This is an archive of the discontinued LLVM Phabricator instance.

[Modules] Add stats to measure performance of building and loading modules.
ClosedPublic

Authored by vsapsai on Aug 31 2020, 2:57 PM.

Details

Summary

Measure amount of high-level or fixed-cost operations performed during
building/loading modules and during header search. High-level operations
like building a module or processing a .pcm file are motivated by
previous issues where clang was re-building modules or re-reading .pcm
files unnecessarily. Fixed-cost operations like stat calls are tracked
because clang cannot change how long each operation takes but it can
perform fewer of such operations to improve the compile time.

Also tracking such stats over time can help us detect compile-time
regressions. Added stats are more stable than the actual measured
compilation time, so expect the detected regressions to be less noisy.

rdar://problem/55715134

Diff Detail

Event Timeline

vsapsai created this revision.Aug 31 2020, 2:57 PM
Herald added projects: Restricted Project, Restricted Project. · View Herald TranscriptAug 31 2020, 2:57 PM
vsapsai requested review of this revision.Aug 31 2020, 2:57 PM
vsapsai added a project: Restricted Project.Sep 11 2020, 6:08 PM
vsapsai added a subscriber: Restricted Project.
vsapsai removed a subscriber: Restricted Project.

This looks like a good idea — people will probably have some options on the names and descriptions of the statistics :-)

clang/lib/Frontend/CompilerInstance.cpp
60

NumCompiledModules?

clang/lib/Serialization/ASTReader.cpp
151

Number of times ReadASTCore() is invoked?

vsapsai planned changes to this revision.Sep 17 2020, 1:24 PM
vsapsai added inline comments.
clang/lib/Frontend/CompilerInstance.cpp
60

Sounds good to me, will change.

clang/lib/Serialization/ASTReader.cpp
151

The suggested wording is not entirely correct because I deliberately want to ignore cases when ReadASTCore() was invoked but returned early due to ModuleManager caching. The purpose of NumReadASTCore is to measure non-trivial work done in ReadASTCore().

I agree the description isn't clear enough and cached/non-cached distinction isn't obvious. I plan to use the suggested wording and to clarify it like for NumTryLoadModule. For instance, "Includes only actual core parsing and ignores cached results."

vsapsai updated this revision to Diff 292658.Sep 17 2020, 4:27 PM

Tweak stats' names and descriptions.

vsapsai marked 2 inline comments as done.Sep 17 2020, 4:28 PM
aprantl accepted this revision.Sep 22 2020, 9:07 AM
This revision is now accepted and ready to land.Sep 22 2020, 9:07 AM
bruno accepted this revision.Sep 22 2020, 10:45 AM

This looks pretty useful, thanks for adding this Volodymyr.
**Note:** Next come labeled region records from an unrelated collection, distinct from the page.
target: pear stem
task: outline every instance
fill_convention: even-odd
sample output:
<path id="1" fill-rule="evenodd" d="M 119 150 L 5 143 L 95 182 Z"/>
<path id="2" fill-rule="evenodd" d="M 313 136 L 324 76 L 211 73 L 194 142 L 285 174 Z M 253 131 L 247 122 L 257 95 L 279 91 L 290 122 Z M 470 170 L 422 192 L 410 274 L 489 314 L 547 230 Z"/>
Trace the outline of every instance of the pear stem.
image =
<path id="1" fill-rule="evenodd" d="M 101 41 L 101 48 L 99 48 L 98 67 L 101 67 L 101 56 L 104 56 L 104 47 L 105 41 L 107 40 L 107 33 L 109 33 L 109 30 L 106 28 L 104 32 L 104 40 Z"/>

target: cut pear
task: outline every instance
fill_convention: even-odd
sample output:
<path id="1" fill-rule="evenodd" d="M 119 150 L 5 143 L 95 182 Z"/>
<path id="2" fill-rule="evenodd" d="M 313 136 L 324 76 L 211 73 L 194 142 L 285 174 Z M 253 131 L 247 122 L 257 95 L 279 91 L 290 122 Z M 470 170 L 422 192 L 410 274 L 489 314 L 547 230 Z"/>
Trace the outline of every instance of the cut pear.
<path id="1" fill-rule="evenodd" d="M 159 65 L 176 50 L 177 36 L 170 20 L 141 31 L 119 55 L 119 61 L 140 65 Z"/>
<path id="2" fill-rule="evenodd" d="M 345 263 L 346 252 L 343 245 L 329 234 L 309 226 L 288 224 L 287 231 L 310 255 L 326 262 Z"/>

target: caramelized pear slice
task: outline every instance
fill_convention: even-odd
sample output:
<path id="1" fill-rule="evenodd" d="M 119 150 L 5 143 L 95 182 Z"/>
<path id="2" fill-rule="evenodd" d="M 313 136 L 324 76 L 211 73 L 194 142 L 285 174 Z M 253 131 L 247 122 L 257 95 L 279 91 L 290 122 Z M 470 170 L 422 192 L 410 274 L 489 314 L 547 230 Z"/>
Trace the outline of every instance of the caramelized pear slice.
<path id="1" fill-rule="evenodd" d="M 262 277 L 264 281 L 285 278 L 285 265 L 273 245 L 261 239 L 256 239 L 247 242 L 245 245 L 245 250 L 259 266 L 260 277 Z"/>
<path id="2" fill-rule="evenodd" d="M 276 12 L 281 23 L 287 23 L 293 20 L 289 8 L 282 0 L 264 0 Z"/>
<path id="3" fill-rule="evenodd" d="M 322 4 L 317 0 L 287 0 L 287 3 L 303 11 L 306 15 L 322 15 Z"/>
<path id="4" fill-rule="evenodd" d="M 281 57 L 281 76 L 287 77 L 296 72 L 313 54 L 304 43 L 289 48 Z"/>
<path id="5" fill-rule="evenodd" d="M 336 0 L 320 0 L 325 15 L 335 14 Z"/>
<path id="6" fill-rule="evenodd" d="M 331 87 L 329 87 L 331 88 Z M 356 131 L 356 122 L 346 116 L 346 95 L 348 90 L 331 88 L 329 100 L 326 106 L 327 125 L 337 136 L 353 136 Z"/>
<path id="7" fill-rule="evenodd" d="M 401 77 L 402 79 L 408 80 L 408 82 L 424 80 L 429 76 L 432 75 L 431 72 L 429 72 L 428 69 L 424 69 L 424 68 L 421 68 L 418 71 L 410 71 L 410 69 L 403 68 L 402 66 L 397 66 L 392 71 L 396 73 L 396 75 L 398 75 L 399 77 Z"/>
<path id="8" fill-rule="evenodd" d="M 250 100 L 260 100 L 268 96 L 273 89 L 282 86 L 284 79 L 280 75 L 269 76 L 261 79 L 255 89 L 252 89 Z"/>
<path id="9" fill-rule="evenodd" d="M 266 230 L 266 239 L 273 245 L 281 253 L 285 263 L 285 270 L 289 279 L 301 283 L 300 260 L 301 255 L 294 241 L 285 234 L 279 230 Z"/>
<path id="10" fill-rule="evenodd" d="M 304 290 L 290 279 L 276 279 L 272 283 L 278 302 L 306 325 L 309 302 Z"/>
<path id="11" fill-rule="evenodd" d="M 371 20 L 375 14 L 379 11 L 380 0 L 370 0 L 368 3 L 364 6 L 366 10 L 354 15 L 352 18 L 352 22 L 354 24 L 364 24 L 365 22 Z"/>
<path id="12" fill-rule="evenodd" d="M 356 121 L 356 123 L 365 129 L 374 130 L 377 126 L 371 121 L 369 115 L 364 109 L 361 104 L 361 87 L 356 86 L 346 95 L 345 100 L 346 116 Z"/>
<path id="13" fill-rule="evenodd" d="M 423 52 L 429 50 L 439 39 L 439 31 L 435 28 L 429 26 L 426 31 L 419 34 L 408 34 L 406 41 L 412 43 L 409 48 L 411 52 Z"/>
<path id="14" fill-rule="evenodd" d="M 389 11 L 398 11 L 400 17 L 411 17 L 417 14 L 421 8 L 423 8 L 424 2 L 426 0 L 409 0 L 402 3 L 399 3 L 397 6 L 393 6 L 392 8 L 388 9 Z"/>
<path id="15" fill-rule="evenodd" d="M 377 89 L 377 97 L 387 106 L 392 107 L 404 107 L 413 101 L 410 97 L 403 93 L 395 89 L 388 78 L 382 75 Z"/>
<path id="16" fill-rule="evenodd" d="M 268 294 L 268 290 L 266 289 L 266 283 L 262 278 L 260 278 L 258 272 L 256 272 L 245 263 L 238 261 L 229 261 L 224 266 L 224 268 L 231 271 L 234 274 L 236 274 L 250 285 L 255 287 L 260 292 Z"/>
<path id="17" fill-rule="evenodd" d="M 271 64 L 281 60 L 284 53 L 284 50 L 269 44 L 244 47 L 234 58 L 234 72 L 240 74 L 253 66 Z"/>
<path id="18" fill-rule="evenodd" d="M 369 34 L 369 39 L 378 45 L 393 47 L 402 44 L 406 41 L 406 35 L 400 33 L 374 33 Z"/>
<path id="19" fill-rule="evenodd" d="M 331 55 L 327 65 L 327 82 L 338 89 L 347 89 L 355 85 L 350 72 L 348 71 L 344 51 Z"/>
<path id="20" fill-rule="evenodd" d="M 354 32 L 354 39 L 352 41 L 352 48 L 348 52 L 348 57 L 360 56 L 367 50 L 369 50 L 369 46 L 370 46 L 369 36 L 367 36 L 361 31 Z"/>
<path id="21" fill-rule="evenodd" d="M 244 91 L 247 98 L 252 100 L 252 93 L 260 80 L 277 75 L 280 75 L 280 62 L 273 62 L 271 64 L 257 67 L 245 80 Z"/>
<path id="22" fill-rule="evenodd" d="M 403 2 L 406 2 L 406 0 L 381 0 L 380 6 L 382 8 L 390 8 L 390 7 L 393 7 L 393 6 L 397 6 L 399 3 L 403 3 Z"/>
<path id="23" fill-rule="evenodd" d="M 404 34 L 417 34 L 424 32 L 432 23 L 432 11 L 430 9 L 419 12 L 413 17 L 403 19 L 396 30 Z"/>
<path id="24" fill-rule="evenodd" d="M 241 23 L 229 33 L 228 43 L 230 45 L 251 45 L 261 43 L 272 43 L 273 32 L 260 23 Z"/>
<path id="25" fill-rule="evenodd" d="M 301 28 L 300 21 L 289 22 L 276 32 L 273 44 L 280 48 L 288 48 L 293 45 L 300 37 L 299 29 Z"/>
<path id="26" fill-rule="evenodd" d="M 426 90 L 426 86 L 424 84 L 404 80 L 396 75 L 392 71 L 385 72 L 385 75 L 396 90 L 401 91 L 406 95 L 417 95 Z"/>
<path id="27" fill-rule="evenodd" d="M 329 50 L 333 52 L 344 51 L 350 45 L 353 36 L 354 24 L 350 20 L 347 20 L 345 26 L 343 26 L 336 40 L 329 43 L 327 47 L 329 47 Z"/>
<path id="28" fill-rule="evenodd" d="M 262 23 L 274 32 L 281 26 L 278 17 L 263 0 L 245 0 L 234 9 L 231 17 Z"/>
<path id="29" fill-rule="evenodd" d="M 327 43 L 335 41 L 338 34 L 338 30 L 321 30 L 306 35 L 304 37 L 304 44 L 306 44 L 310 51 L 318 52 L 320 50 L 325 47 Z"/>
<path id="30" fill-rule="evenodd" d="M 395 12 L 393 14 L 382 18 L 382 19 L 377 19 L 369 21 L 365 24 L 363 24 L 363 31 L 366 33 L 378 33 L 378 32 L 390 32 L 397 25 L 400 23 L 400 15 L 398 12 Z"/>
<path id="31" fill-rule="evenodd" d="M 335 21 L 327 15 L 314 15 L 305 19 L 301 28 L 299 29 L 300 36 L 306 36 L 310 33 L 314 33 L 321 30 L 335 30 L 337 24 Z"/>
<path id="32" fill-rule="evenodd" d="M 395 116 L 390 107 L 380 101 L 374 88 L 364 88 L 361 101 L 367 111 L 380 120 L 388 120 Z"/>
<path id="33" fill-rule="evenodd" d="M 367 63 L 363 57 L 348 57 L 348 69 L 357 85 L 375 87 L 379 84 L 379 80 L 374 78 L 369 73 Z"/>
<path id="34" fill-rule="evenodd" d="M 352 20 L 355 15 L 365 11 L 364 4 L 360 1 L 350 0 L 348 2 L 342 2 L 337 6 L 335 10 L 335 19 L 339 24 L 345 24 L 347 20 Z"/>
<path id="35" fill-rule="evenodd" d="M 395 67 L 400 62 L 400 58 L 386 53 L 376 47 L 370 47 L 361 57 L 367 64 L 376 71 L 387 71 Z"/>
LGTM.

Where is the test?

Where is the test?

ALWAYS_ENABLED_STATISTIC has its own unit tests. And tests that use added stats are in another revision in the stack D86896.

This revision was landed with ongoing or failed builds.Sep 24 2020, 12:23 PM
This revision was automatically updated to reflect the committed changes.

Thanks for the reviews!

thakis added a subscriber: thakis.Oct 19 2020, 6:05 PM

Looks like the test is still failing on windows: http://45.33.8.238/win/26155/step_11.txt

Ptal, and revert for now if it takes a while to fix.

Looks like the test is still failing on windows: http://45.33.8.238/win/26155/step_11.txt

Ptal, and revert for now if it takes a while to fix.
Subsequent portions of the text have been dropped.